Pour avoir un disque dur accessible par window et mac il faut que se soit du Fat32 ou du Xfat (acceptant des fichiers de plus de 4Go)

Tout ça dépend te ton habitation (plusieurs étages ) de ton budget etc ...

Il y à le routeur d'Apple qui permet de mettre des disques USB dessus , donc accesibles par wifi / il y en à sur macgé en occasion .

Ou alors , se pencher comme tu le disais sur une solution Nas et je crois que la référence c'est Synlogie.

Je pense que pour un boitier avec deux disques tu peux compter 350 euros sans les disques .

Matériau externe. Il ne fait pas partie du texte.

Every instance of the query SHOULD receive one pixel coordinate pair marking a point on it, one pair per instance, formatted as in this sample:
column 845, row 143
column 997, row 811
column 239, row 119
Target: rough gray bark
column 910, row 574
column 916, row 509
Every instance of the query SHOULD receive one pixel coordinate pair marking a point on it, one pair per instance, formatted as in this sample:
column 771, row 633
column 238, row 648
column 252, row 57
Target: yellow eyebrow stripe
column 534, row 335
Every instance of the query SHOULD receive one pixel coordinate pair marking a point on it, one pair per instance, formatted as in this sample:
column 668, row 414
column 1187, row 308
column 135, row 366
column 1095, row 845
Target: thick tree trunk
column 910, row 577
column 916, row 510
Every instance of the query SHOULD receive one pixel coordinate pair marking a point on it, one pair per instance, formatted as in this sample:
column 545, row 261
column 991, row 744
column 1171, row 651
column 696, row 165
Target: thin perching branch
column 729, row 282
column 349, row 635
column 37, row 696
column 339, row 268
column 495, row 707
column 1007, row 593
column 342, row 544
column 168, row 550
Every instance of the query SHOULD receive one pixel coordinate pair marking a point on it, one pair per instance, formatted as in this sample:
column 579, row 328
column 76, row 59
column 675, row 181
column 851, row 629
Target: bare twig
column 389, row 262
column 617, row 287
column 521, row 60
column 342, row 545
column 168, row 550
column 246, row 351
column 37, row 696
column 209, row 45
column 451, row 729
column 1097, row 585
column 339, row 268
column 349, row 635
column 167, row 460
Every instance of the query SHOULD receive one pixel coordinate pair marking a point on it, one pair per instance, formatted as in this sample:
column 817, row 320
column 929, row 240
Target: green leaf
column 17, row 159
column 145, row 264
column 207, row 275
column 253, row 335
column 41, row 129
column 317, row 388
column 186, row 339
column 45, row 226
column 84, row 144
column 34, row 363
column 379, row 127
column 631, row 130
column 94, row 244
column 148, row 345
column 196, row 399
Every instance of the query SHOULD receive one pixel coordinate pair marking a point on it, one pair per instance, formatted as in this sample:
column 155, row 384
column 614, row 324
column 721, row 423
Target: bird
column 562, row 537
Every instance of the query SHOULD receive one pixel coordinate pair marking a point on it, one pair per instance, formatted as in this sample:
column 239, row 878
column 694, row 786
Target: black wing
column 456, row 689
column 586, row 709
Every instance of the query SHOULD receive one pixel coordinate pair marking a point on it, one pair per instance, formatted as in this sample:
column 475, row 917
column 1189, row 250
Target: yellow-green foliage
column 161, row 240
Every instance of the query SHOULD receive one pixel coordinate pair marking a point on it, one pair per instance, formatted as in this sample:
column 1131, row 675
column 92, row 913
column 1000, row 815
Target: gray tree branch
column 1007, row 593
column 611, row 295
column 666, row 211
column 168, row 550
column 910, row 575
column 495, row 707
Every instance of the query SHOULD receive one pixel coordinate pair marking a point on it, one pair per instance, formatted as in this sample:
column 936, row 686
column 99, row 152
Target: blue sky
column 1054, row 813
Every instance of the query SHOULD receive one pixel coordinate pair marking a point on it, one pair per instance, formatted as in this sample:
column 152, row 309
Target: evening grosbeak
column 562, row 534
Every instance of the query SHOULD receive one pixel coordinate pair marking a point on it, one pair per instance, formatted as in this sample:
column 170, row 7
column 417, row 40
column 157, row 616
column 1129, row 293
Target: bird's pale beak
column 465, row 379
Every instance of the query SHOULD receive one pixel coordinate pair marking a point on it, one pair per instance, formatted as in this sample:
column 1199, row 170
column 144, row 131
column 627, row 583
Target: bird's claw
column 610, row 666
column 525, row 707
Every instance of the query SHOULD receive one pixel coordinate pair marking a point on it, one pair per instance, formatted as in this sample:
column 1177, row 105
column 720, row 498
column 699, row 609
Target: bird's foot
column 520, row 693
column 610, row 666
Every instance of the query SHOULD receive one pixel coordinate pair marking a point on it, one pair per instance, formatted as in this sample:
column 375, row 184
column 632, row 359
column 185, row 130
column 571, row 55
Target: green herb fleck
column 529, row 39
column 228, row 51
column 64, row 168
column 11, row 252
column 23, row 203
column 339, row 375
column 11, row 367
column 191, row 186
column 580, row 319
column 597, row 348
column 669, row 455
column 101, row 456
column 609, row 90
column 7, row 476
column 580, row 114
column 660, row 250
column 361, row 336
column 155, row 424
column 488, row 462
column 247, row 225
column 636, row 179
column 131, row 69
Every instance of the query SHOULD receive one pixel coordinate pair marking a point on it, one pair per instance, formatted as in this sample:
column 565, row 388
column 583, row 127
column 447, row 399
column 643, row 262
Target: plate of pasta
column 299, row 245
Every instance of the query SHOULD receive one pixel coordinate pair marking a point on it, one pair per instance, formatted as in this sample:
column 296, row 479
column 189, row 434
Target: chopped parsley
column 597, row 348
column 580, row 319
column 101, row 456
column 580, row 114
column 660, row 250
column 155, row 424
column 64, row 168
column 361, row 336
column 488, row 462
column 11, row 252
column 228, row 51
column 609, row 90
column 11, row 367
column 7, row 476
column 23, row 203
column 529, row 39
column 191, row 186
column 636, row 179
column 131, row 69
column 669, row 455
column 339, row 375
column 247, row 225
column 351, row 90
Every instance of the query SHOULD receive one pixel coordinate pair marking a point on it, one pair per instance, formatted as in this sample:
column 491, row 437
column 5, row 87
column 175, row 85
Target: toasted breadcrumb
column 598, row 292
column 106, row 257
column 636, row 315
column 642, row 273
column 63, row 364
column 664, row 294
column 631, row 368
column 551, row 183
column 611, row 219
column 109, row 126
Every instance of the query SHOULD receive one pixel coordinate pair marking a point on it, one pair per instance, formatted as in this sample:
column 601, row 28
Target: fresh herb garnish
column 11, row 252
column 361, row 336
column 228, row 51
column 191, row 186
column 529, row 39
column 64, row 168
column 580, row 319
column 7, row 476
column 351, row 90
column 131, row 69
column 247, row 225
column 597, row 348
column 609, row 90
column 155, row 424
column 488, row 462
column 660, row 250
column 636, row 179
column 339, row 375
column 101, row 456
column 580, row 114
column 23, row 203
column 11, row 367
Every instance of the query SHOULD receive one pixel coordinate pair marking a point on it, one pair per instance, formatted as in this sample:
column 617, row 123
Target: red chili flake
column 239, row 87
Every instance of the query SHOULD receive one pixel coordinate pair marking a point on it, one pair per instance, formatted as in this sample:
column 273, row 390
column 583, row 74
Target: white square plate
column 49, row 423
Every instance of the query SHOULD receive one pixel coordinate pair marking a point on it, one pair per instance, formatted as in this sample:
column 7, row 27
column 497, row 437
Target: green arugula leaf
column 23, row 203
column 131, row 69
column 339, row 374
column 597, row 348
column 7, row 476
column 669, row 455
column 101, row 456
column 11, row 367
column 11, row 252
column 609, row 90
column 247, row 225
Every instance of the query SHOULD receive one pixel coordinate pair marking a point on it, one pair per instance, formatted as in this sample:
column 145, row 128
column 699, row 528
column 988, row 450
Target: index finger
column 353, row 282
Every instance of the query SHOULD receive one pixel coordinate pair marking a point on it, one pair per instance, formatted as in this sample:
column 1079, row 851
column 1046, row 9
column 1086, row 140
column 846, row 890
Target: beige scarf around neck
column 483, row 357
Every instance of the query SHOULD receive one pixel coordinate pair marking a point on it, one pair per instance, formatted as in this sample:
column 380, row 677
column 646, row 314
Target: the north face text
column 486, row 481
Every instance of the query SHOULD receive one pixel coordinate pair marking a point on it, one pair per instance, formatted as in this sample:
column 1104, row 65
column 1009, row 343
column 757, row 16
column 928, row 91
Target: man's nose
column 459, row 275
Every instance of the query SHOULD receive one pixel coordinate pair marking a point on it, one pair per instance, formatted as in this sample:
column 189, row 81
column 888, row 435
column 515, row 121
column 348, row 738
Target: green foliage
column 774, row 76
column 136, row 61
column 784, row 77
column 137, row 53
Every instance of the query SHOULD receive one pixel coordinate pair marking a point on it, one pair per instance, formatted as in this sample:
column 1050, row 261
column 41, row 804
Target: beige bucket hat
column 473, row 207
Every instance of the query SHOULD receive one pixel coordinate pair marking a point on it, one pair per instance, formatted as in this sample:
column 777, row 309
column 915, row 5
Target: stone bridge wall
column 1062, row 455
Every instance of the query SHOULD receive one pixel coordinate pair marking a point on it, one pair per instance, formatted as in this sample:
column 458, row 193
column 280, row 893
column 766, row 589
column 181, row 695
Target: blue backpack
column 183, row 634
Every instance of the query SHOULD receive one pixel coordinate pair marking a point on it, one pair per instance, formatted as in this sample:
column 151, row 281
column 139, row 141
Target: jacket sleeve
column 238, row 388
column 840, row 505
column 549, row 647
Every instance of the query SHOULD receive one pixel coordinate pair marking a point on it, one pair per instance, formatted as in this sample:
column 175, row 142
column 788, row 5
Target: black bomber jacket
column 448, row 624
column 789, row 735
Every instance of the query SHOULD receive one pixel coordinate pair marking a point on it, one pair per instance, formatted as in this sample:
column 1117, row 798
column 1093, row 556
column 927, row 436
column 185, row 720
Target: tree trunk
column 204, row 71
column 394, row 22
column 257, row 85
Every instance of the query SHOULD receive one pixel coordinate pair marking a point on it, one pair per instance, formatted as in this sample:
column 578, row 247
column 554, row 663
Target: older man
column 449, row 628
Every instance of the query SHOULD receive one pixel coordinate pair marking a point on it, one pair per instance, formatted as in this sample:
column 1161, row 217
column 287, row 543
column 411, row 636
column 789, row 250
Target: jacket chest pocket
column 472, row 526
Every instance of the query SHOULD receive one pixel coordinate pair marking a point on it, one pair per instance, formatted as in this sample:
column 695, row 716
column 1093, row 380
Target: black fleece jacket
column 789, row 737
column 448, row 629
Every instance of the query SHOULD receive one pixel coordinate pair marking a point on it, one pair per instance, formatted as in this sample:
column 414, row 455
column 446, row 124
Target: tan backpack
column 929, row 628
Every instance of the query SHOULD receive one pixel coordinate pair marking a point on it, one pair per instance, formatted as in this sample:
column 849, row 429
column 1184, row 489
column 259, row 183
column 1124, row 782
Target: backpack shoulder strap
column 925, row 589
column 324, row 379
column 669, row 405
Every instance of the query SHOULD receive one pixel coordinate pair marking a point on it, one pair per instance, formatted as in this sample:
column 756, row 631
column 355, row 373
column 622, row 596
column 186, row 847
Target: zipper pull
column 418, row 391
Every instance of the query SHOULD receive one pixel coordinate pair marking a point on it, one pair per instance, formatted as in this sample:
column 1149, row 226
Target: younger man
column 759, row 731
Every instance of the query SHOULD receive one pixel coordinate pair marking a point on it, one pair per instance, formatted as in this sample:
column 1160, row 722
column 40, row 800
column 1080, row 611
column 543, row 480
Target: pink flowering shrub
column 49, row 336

Voilà , je suis pas Pro dans ce domaine , peut etre que d'autres vont apporter des corrections ou des idées .


----------



## papabrandy (20 Juillet 2012)

merci d'être passé kaos,

je relis ton message attentivement, je digère, je réfléchis et je reviens


----------



## edd72 (20 Juillet 2012)

Mais non, le NAS gère son propre format, peu importe lequel.

Un NAS est une machine (souvent sous Linux). Si cette machine peut lire/écrire sur le(s) DD(s) qu'elle contient alors toute machine (quelqu'en soit l'OS) peut accéder aux données (en lecture/écriture) via cette machine.

Exemple avec un NAS basique du marché:
*root@WirelessSpace# cat /proc/mounts
rootfs / rootfs rw 0 0
/dev/root / ext3 ro,data=ordered 0 0
tmpfs /etc tmpfs rw 0 0
none /proc proc rw 0 0
none /sys sysfs rw 0 0
tmpfs /tmp tmpfs rw 0 0
/dev/sda3 /lacie/var ext3 rw,data=ordered 0 0
/dev/sda4 /lacie/var/userPart xfs rw 0 0
usbfs /proc/bus/usb usbfs rw 0 0
udev /dev tmpfs rw 0 0*

On voit que les partitions sont au format Linux.

C'est la même chose quand tu te connectes à un PC distants, pas besoin de drivers pour écrire sur son filesystem en NTFS (car c'est le PC qui écrit dessus...)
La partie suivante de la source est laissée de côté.